Wednesday, January 28, 2026

Brad Anderson’s Worldbreaker

Monster movies never adequately explore the trauma of kaiju attacks, particularly for women and children. Instead, they are preoccupied with short-term issues like evading giant stomps and fire-breath, right? If you really think about the genre in such terms, please get help. Nevertheless, if you have, then this is the film for you. The angst and anxiety of growing up in a time of monsters is fully explored in Brad Anderson’s Worldbreaker, which opens tomorrow in theaters.

One day, the Breakers just erupted from a hole in the Earth, due to us people and our despoiling ways. The audience can’t miss that environmental message, because Willa’s “Dad,” as he is simply known, makes the point over and over through his “stories.” Subsequent Breakers manifest differently, including arriving from space or rising out of the oceans, but it is still all our collective fault—and don’t you dare forget it, you ruinous consumer, you!

Sometimes we literally become our own worst enemies, because humans infected with Breaker blood become zombie-like hive-mind Hybrids. You can kill a Breaker through decapitation but a hybrid keeps fighting until you crush its brains. Supposedly, “Kodiak,” the Breaker-fighting folk hero was the first to discover these tactics. Willa loves to hear her Dad tell Kodiak stories, because they are really stories and not Luddite sermons. They spend a good deal of time together, because he was badly injured fighting Breakers, but he didn’t turn—at least not yet.

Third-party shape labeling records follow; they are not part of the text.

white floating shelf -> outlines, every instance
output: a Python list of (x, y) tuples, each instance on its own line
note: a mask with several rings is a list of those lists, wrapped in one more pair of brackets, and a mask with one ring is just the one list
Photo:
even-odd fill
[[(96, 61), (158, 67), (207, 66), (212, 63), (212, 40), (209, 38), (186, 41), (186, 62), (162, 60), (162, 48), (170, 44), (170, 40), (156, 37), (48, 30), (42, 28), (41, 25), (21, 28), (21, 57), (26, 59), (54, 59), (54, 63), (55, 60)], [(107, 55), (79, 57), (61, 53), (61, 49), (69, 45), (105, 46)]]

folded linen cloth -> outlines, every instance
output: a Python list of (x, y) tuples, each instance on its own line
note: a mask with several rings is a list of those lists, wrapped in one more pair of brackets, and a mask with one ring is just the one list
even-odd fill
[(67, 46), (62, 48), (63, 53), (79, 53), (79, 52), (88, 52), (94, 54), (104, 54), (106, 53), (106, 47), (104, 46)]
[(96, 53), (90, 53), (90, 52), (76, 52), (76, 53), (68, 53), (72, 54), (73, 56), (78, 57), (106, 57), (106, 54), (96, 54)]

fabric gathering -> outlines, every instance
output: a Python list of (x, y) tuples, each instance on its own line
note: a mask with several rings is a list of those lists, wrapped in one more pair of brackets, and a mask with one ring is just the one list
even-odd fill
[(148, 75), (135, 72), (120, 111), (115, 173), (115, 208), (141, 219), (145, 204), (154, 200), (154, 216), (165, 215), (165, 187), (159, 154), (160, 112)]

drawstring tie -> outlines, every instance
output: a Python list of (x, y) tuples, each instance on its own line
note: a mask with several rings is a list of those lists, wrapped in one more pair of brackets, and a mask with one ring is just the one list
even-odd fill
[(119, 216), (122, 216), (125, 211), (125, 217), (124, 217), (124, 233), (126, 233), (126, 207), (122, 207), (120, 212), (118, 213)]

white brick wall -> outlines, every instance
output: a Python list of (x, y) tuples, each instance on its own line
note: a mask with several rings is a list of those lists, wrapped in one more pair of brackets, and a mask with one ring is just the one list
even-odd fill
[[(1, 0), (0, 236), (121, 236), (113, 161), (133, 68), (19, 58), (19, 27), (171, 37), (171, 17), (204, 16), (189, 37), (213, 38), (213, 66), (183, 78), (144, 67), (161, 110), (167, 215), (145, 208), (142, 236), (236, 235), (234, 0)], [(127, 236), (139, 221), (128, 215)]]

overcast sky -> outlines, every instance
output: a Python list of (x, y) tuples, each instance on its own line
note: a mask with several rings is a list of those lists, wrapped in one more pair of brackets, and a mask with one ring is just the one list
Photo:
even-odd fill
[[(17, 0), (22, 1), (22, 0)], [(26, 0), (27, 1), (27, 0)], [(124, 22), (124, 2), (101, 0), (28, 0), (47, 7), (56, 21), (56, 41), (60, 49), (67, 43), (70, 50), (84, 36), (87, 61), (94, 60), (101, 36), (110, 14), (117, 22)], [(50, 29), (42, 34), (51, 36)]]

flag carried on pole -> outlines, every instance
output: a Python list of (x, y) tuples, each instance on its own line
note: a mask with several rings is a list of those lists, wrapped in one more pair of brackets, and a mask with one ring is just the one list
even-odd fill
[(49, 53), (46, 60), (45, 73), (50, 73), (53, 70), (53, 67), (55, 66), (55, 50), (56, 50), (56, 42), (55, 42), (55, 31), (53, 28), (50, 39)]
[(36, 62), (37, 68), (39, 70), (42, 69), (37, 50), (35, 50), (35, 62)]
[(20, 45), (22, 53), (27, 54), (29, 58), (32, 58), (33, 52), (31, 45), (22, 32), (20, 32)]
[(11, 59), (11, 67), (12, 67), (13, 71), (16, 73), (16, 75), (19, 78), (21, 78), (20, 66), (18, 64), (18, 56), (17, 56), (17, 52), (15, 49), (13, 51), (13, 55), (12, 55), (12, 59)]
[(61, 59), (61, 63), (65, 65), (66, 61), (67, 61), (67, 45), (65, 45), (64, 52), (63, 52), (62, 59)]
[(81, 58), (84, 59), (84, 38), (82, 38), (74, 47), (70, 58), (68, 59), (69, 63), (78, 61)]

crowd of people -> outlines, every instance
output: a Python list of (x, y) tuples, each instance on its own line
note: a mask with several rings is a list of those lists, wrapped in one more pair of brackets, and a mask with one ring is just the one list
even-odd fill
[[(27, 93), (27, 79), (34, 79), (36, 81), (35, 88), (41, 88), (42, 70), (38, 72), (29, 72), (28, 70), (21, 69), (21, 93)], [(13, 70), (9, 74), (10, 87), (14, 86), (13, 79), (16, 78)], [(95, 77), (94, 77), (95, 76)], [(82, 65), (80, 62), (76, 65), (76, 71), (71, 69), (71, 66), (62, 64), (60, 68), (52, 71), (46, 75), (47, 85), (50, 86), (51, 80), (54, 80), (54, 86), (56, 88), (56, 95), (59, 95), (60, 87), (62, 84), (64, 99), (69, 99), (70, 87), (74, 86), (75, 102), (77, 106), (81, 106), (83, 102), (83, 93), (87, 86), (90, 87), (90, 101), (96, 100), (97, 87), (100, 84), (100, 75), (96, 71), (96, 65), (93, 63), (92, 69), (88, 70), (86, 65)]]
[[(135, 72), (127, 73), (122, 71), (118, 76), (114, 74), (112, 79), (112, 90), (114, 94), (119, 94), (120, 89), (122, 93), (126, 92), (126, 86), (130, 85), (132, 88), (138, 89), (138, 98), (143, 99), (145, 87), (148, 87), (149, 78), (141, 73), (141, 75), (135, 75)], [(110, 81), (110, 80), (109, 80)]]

In fact, “Mom” has become the Breaker-soldier in the family. In general, women now handle most of the fighting, because they are less likely to turn hybrid. However, Mom will need Dad to protect Willa when their shelter is overrun by Breakers. They have a family rally point on an uninhabited coastal island. However, Dad can only truly keep Willa safe as long as she maintains survival protocols.

Weirdly, Anderson and screenwriter Joshua Rollins take subject matter that traditionally lends itself to big genre spectacle and remolded it into a moody chamber drama. They only develop four characters to any real extent and two of them do not even have proper names.

Still, the father-daughter relationship is often quite poignant. Luke Evans’s fierce protectiveness is really very compelling. Casting longtime genre butt-kicker Milla Jovovich is actually a masterstroke, because she brings instant credibility, in limited screentime. Admittedly, Billie Boullet’s portrayal of Willa is convincingly rash and sulky, just like a real teenager. Still, kids grow up fast when living under extreme circumstances, so it is a bit odd that Willa acts like such a contemporary teen.

Eventually, Anderson and Rollins work towards a life-affirming message, but viewers must sit through a lot of preachiness to get there. Frankly, Michael Mathews’ unfairly dismissed
Love and Monsters makes the same point, but more eloquently, because of its lighter touch. In contrast, the hand is heavy throughout Worldbreaker. Anderson is an experienced genre director, who stages an impressively tense climax, but the film eludes its own monstrous monster-based nature for too long. Not sufficiently entertaining to recommend, Worldbreaker opens Friday (1/30) in New York, at the AMC Empire.